Example 2: Configuring Spark Properties

PySpark:

# Create a SparkSession with custom configurations
spark = SparkSession.builder \
                    .appName("MyApp") \
                    .config("spark.executor.memory", "2g") \
                    .config("spark.sql.shuffle.partitions", "100") \
                    .getOrCreate()

# Print the SparkSession object
print(spark)

Output:

<pyspark.sql.session.SparkSession object at 0x7f8b1c2b3d90>

Example 3: Using an Existing SparkSession

PySpark:

# Create a SparkSession
spark1 = SparkSession.builder \
                     .appName("MyApp") \
                     .getOrCreate()

# Try to create another SparkSession
spark2 = SparkSession.builder \
                     .appName("AnotherApp") \
                     .getOrCreate()

# Check if both SparkSession objects are the same
print(spark1 == spark2)  # Output: True

Output:

True

Example 4: Setting the Master URL

PySpark:

# Create a SparkSession with a local master URL
spark = SparkSession.builder \
                    .appName("MyApp") \
                    .master("local[*]") \
                    .getOrCreate()

# Print the SparkSession object
print(spark)

Output:

<pyspark.sql.session.SparkSession object at 0x7f8b1c2b3d90>

Example 5: Creating a SparkSession with Hive Support

PySpark:

# Create a SparkSession with Hive support
spark = SparkSession.builder \
                    .appName("MyApp") \
                    .enableHiveSupport() \
                    .getOrCreate()

# Print the SparkSession object
print(spark)

Output:

<pyspark.sql.session.SparkSession object at 0x7f8b1c2b3d90>

Example 6: Creating a SparkSession with a Specific Master URL

PySpark:

# Create a SparkSession with a specific master URL
spark = SparkSession.builder \
                    .appName("MyApp") \
                    .master("yarn") \
                    .getOrCreate()

# Print the SparkSession object
print(spark)

Output:

<pyspark.sql.session.SparkSession object at 0x7f8b1c2b3d90>

Example 7: Creating a SparkSession with Custom Logging

PySpark:

# Create a SparkSession with custom logging
spark = SparkSession.builder \
                    .appName("MyApp") \
                    .config("spark.logConf", "true") \
                    .getOrCreate()

# Print the SparkSession object
print(spark)

Output:

<pyspark.sql.session.SparkSession object at 0x7f8b1c2b3d90>

5. Common Use Cases

  • Creating a SparkSession to work with structured data (DataFrames and Datasets).
  • Configuring Spark properties for specific applications (e.g., memory, parallelism).
  • Ensuring a single SparkSession instance in an application.
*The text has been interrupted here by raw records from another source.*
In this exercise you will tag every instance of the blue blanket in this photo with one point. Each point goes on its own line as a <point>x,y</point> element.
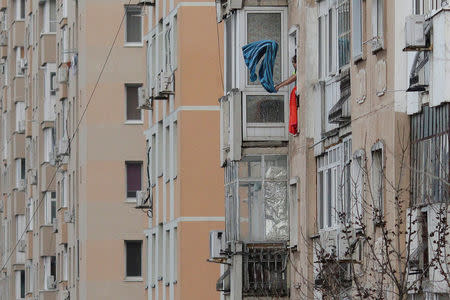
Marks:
<point>253,53</point>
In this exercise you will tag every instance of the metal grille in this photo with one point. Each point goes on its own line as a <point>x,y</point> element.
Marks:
<point>429,155</point>
<point>264,270</point>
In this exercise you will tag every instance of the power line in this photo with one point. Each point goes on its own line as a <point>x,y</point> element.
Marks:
<point>73,135</point>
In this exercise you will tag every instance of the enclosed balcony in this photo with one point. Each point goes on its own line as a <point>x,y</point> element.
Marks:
<point>256,199</point>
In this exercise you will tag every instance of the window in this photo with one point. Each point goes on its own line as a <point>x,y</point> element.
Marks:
<point>357,20</point>
<point>344,32</point>
<point>256,199</point>
<point>50,207</point>
<point>50,21</point>
<point>20,173</point>
<point>377,24</point>
<point>49,272</point>
<point>329,171</point>
<point>377,180</point>
<point>65,274</point>
<point>134,178</point>
<point>20,54</point>
<point>133,31</point>
<point>167,156</point>
<point>20,10</point>
<point>29,213</point>
<point>64,190</point>
<point>357,186</point>
<point>175,150</point>
<point>133,113</point>
<point>20,117</point>
<point>133,258</point>
<point>20,284</point>
<point>49,143</point>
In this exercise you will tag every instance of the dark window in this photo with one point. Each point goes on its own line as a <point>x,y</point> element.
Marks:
<point>22,168</point>
<point>134,24</point>
<point>133,113</point>
<point>133,257</point>
<point>133,178</point>
<point>22,284</point>
<point>22,9</point>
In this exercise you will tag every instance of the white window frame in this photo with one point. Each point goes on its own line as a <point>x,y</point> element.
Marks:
<point>18,5</point>
<point>20,115</point>
<point>30,212</point>
<point>19,58</point>
<point>64,189</point>
<point>19,175</point>
<point>47,28</point>
<point>333,160</point>
<point>358,182</point>
<point>18,284</point>
<point>48,207</point>
<point>65,271</point>
<point>134,44</point>
<point>50,92</point>
<point>378,203</point>
<point>48,143</point>
<point>377,25</point>
<point>242,41</point>
<point>357,35</point>
<point>127,121</point>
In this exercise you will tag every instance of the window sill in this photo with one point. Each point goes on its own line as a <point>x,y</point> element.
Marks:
<point>134,122</point>
<point>133,279</point>
<point>133,45</point>
<point>130,200</point>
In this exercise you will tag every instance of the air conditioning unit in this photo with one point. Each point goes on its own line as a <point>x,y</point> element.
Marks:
<point>415,38</point>
<point>51,284</point>
<point>65,295</point>
<point>21,185</point>
<point>23,63</point>
<point>217,244</point>
<point>141,199</point>
<point>328,241</point>
<point>63,147</point>
<point>68,216</point>
<point>144,102</point>
<point>21,246</point>
<point>167,83</point>
<point>225,7</point>
<point>33,177</point>
<point>63,74</point>
<point>55,225</point>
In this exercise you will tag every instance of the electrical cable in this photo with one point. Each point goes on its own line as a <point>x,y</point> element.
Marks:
<point>72,137</point>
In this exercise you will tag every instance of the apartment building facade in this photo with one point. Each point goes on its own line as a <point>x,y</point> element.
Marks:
<point>72,150</point>
<point>180,97</point>
<point>365,175</point>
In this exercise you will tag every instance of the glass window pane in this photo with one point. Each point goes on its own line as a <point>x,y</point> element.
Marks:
<point>275,167</point>
<point>275,210</point>
<point>133,257</point>
<point>133,179</point>
<point>265,109</point>
<point>133,113</point>
<point>134,26</point>
<point>265,26</point>
<point>250,167</point>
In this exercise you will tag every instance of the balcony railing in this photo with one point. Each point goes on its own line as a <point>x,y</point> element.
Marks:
<point>264,270</point>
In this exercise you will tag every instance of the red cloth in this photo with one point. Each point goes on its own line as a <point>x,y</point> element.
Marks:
<point>293,122</point>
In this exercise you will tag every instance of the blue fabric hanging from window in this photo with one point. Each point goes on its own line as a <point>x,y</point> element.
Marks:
<point>253,53</point>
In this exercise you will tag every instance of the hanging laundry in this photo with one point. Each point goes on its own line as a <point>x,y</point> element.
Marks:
<point>253,53</point>
<point>293,122</point>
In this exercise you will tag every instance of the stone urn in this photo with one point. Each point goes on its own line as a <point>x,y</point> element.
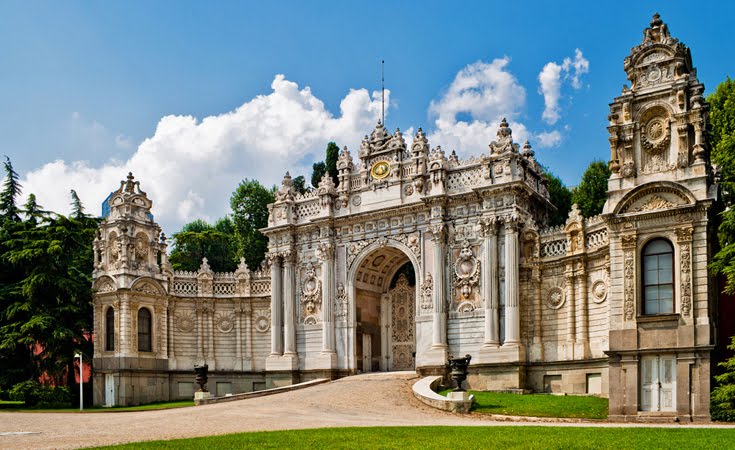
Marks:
<point>458,370</point>
<point>201,378</point>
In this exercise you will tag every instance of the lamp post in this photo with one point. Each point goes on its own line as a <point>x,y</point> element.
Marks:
<point>81,381</point>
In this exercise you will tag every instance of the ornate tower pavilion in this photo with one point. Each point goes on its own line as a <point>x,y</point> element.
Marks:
<point>658,210</point>
<point>415,255</point>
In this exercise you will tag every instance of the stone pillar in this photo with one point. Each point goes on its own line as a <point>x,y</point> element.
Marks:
<point>171,333</point>
<point>200,330</point>
<point>512,306</point>
<point>490,283</point>
<point>569,285</point>
<point>289,298</point>
<point>326,253</point>
<point>438,334</point>
<point>583,330</point>
<point>276,306</point>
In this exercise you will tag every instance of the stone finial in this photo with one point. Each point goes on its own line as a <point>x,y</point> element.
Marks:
<point>505,140</point>
<point>286,192</point>
<point>420,145</point>
<point>527,151</point>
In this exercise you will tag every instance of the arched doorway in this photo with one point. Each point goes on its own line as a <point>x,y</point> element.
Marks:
<point>385,301</point>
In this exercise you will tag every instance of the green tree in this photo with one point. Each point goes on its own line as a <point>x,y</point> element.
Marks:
<point>198,240</point>
<point>591,193</point>
<point>331,162</point>
<point>328,166</point>
<point>299,184</point>
<point>722,399</point>
<point>318,169</point>
<point>249,205</point>
<point>722,133</point>
<point>47,305</point>
<point>561,197</point>
<point>9,209</point>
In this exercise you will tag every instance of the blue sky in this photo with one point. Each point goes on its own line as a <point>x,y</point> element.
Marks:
<point>194,96</point>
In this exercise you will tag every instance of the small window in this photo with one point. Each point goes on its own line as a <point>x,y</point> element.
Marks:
<point>144,330</point>
<point>110,329</point>
<point>658,277</point>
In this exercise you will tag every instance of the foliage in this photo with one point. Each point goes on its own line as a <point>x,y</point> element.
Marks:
<point>561,197</point>
<point>45,292</point>
<point>249,205</point>
<point>722,398</point>
<point>539,405</point>
<point>442,437</point>
<point>9,209</point>
<point>299,184</point>
<point>33,393</point>
<point>328,166</point>
<point>722,133</point>
<point>591,193</point>
<point>198,239</point>
<point>331,162</point>
<point>318,171</point>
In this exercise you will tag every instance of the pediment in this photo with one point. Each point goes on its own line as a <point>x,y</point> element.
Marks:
<point>657,197</point>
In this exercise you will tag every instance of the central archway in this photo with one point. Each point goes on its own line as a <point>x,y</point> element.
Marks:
<point>384,293</point>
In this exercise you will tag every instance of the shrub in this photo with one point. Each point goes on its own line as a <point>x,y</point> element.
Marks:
<point>34,393</point>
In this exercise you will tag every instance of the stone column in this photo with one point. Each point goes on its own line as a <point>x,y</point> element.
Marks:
<point>583,330</point>
<point>200,330</point>
<point>289,297</point>
<point>571,313</point>
<point>171,332</point>
<point>488,229</point>
<point>326,253</point>
<point>438,335</point>
<point>238,329</point>
<point>512,306</point>
<point>276,306</point>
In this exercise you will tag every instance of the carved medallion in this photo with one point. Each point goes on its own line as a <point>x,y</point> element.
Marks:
<point>185,322</point>
<point>380,170</point>
<point>262,321</point>
<point>225,322</point>
<point>555,298</point>
<point>599,291</point>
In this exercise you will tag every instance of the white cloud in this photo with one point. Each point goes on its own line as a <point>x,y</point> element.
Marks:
<point>484,93</point>
<point>551,78</point>
<point>189,168</point>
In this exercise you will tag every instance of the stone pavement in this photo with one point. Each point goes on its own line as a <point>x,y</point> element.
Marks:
<point>379,399</point>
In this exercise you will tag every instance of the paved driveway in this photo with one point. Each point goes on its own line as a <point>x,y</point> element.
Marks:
<point>381,399</point>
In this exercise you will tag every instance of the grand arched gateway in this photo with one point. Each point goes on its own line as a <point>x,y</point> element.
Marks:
<point>415,255</point>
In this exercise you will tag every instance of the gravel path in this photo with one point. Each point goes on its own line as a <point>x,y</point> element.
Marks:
<point>380,399</point>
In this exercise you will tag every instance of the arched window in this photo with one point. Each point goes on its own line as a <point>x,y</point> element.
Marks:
<point>110,329</point>
<point>144,330</point>
<point>658,277</point>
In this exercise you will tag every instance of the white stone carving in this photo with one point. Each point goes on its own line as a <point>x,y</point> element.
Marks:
<point>555,297</point>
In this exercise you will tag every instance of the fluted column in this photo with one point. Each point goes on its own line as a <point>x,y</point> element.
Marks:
<point>276,306</point>
<point>571,313</point>
<point>326,254</point>
<point>488,229</point>
<point>289,297</point>
<point>512,307</point>
<point>438,335</point>
<point>583,331</point>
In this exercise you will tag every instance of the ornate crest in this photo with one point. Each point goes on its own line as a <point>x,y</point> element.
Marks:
<point>311,292</point>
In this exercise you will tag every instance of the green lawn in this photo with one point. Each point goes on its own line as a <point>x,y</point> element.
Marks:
<point>462,437</point>
<point>20,407</point>
<point>539,405</point>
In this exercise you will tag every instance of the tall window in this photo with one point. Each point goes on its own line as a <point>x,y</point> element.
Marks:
<point>658,277</point>
<point>144,330</point>
<point>110,329</point>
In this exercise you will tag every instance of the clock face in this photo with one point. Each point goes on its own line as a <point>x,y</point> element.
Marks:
<point>380,170</point>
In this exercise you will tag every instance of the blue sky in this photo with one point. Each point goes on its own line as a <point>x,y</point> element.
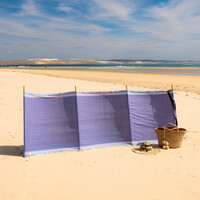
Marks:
<point>100,29</point>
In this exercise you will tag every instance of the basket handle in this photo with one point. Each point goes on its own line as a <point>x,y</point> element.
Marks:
<point>165,128</point>
<point>171,124</point>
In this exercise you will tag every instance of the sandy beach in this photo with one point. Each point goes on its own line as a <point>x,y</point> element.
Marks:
<point>112,173</point>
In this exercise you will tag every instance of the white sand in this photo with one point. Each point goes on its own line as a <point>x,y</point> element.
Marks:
<point>104,173</point>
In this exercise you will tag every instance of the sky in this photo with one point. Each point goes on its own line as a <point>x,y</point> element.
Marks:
<point>100,29</point>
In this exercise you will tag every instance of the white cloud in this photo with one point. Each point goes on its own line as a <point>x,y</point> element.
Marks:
<point>177,20</point>
<point>63,8</point>
<point>112,8</point>
<point>29,8</point>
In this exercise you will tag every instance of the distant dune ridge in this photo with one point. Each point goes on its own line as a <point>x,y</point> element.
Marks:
<point>53,61</point>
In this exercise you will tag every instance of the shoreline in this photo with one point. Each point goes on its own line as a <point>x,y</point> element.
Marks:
<point>186,83</point>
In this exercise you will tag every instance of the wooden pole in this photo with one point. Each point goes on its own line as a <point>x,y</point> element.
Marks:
<point>23,114</point>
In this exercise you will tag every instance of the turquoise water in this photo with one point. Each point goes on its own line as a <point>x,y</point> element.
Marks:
<point>155,68</point>
<point>179,65</point>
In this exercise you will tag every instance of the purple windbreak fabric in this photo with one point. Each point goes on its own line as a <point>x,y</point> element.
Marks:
<point>103,118</point>
<point>83,120</point>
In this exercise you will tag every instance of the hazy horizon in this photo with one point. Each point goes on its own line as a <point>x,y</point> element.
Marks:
<point>100,29</point>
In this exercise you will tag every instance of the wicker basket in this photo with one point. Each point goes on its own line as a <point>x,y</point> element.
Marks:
<point>173,135</point>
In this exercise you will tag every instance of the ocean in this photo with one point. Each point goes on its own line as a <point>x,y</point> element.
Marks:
<point>155,68</point>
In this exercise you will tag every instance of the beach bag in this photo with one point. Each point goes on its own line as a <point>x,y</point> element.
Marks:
<point>173,135</point>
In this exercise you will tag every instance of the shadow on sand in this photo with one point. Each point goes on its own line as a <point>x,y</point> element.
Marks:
<point>12,150</point>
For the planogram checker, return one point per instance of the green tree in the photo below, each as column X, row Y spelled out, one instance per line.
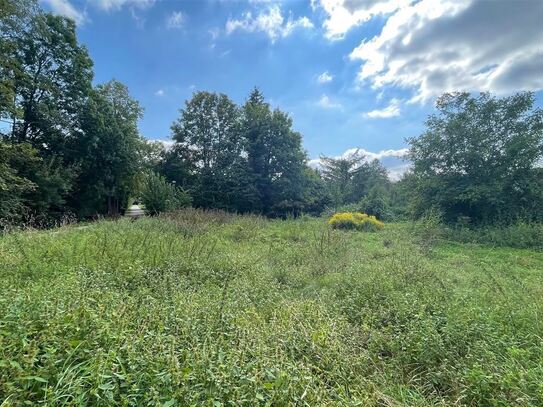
column 209, row 144
column 477, row 158
column 109, row 151
column 338, row 173
column 159, row 195
column 13, row 185
column 275, row 157
column 46, row 77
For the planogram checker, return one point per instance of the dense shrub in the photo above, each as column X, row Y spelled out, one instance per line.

6. Performance Considerations

  • Configuration: Properly configuring Spark properties (e.g., memory, parallelism) is essential for performance.
  • Singleton: Reusing an existing SparkSession avoids the overhead of creating a new one.

7. Key Takeaways

  1. Purpose: The SparkSession.builder.getOrCreate() method is used to create or retrieve a SparkSession object.
  2. Singleton: Ensures that only one SparkSession exists per JVM (or Python process).
  3. Configuration: Allows you to configure Spark properties (e.g., app name, master URL, memory settings).
  4. Performance: Creating a SparkSession is a lightweight operation, but configuring it properly is essential for performance.